Mit seinen vielen prähistorischen Höhlen, als jahrhundertelanges Grenzgebiet zwischen Kurköln und der Grafschaft Mark, als Schauplatz einer der ersten Naturschutzaktionen in Deutschland wie auch als Denkmal der menschenverachtenden Ideologie des Nationalsozialismus hat das Hönnetal eine besondere kulturhistorische Bedeutung in Deutschland. Gegensätzlichste Nutzungsinteressen – wirtschaftliche Nutzung, Nutzung als naturschonender vs. naturbelastender Verkehrsraum, Schutz von Flora und Fauna, Freizeitnutzung (Klettern, Wandern, Radfahren) und touristische Erschließung – prallen im Hönnetal in exemplarischer Weise aufeinander.

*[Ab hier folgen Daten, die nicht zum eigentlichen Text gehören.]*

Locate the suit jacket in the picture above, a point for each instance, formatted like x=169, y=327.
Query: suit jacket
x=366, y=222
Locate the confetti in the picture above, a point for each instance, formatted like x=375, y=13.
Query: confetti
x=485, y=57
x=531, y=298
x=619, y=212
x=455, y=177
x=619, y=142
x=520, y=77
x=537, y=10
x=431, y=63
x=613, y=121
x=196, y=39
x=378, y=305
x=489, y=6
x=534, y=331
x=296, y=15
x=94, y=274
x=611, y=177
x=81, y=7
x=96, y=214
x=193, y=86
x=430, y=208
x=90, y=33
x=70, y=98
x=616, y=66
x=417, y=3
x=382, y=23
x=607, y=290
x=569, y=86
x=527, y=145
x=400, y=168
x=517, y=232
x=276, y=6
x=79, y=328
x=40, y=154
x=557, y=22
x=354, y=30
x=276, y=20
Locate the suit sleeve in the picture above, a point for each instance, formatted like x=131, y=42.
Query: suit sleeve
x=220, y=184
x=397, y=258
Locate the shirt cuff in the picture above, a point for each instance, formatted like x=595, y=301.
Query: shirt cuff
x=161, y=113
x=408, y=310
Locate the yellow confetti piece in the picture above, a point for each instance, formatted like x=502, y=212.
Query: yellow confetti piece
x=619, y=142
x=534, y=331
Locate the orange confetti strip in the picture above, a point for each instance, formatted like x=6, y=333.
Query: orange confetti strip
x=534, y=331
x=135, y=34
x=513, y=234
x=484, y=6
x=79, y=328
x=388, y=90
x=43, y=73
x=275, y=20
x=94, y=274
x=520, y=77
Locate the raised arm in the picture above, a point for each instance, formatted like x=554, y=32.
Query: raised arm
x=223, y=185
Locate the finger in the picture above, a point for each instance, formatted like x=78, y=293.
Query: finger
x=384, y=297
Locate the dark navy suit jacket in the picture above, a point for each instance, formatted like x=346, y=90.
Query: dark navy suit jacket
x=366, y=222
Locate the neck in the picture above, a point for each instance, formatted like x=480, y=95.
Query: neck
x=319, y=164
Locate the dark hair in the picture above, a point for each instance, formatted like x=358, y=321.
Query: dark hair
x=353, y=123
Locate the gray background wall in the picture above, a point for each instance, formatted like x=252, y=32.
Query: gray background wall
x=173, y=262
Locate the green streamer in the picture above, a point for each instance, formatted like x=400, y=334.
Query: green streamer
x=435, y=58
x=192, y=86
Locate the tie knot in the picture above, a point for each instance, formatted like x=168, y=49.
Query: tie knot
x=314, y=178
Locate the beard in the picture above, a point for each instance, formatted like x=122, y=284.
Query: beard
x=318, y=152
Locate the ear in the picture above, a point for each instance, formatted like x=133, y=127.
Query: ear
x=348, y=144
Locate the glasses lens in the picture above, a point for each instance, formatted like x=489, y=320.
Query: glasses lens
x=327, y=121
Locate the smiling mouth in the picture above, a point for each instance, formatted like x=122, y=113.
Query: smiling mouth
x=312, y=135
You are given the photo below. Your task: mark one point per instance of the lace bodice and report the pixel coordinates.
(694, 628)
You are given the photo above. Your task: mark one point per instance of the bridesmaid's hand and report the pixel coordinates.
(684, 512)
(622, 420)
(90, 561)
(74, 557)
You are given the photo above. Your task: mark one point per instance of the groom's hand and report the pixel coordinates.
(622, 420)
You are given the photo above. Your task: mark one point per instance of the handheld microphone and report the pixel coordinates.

Das Hönnetal galt in früheren Zeiten als wild und unerschlossen, war teilweise nur schwer passierbar (Balve 1645: Historischer Kartenausschnitt aus Westphalia Ducatus, Blaeu. Lateinische Beschreibung zum Hönnetal: „Antrum vastissimum incogniti recessus“ - etwa: große Höhle, unerforschte Abgründe). Nach Norden bildete es eine natürliche Barriere für den Balver Talkessel, der in Richtung Westen und Süden durch den Balver Wald und den tiefen Einschnitt des Lennetals abgegrenzt war. Balve war schwer erreichbar und wurde bis zum Bau der Hönnetalbahn lediglich durch eine Postkutsche "erschlossen".

 

Das Hönnetal als Grenzland

Quer durch das Hönnetal in Höhe der Burg Klusenstein verläuft die historische Grenze, die die ehemalige Grafschaft Arnsberg, von 1368 bis zur Säkularisation vom katholischen Kurköln aus regiert, vom protestantisch geprägten märkischen Sauerland trennt. Die Grenzlinie verläuft vom heutigen Neuenrade über die Höhenzüge des Balver Waldes und umschließt noch die Burg Klusenstein und die Furt im Hönnetal, bevor sie sich Richtung Iserlohn wendet (vgl. historische Karte „Westfalia Ducatus“: gelb=Kurköln, grau: Mark). Dies erklärt die besondere Rolle der Burg Klusenstein als ‚Grenzfeste‘ (sog. Raubritterburg) und die jahrhundertelangen Streitigkeiten zwischen ‚Märkern‘ und ‚Kurkölnern‘ im Balver Wald, insbesondere um die Eichelmast bei der Schweinehude (Allmende).

 

Das romantische Hönnetal

Levin Schücking und Ferdinand Freiligrath schreiben in „Das malerische und romantische Westfalen“ im Jahr 1841 über das Hönnetal:
„Es ist eine romantische Wanderschaft; das Tal klemmt sich immer wilder und düsterer endlich zur engen Schlucht zusammen; die schmale Hönne rauscht pfeilschnell unten über kantige Felsbrocken, aufbrodelnd und Streichwellen über den Fußweg schleudernd, bis endlich aus tiefem Kessel uns das Gebrause und Schäumen einer Mühle entgegen stürmen. Hier ist die Fährlichkeit überwunden, eine kühne und kuppige Felswand springt vor uns auf, drüben ragen die Ringmauern und Trümmer einer alten Burg, aus der ein neues Wohnhaus wie ein wohlhäbiger Pächter einer alten Ritterherrlichkeit hervorlugt. (…)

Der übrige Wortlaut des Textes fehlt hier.